65th ISI World Statistics Congress 2025

65th ISI World Statistics Congress 2025

Study on Large language Models and Knowledge Graphs integration for item classification

Conference

65th ISI World Statistics Congress 2025

Format: CPS Abstract - WSC 2025

Keywords: ai, classification, kgs, llms, nlp, statistical models

Session: CPS 78 - AI and Machine Learning in Statistics

Monday 6 October 5:10 p.m. - 6:10 p.m. (Europe/Amsterdam)

Abstract

Recently, interesting artificial intelligence (AI) has increased significantly, Large Language Models (LLMs) are also attracting great interest. However, because LLMs are a black box model, there were limitations to obtaining factual knowledge.
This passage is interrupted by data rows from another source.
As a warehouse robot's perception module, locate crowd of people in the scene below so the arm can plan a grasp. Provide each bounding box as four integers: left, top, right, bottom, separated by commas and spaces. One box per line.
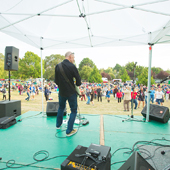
0, 81, 56, 102
1, 81, 170, 111
78, 82, 170, 111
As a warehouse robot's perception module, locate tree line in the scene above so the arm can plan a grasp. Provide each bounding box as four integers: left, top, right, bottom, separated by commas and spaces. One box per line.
0, 52, 169, 86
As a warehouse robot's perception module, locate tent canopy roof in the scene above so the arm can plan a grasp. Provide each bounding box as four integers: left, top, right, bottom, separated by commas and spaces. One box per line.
0, 0, 170, 49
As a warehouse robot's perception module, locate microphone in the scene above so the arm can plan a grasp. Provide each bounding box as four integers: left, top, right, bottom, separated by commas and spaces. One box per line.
160, 76, 170, 83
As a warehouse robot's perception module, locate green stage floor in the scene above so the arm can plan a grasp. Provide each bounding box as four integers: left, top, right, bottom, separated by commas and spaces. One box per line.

To compensate for these limitations of LLMs, Knowledge Graphs (KGs), which is required to explicitly store and structure factual knowledge, appeared. KGs can improve LLMs because it provides external expert knowledge on reasoning and interpretation. This paper proposes integrating knowledge graphs (KG) to enhance LLMs. Fine-tuning LLMs on such datasets can extract both factual and structural knowledge from KGs, thereby improving the reasoning capabilities of LLMs. This paper also recognizes the urgency of discovering methodologies necessary for compiling statistics in such a rapidly changing environment, and aims to propose a method that integrates LLMs and KGs to contribute to AI-based online price information refinement and utilization. Statistics Korea uses web scraping technology to collect online price data, gathering 322 product items daily. The collected online price data is notably large in volume and characterized by various unstructured data, necessitating data collection and refinement. Daily price data for 132 product items are provided, and 'ramen', which has 4,614 unstructured data entries, is selected for analysis. The results obtained through the integration of LLMs and KGs are significantly better than those performed with LLMs alone. Rather than selecting unstructured items through LLMs analysis, it is necessary to approach the selection of item classifications in a more structured manner for faster and more accurate classification. While item classifications selected using LLMs with applied weights may exhibit fluid dynamics, applying methodologies suggested by KGs can create a more refined and accurate item classification structure. In this study, we presented a methodology for an item classification system applied by integrating LLMs and KGs for efficient natural language processing, and presented results that improved both LLMs and KGs through two-way reasoning based on data and knowledge.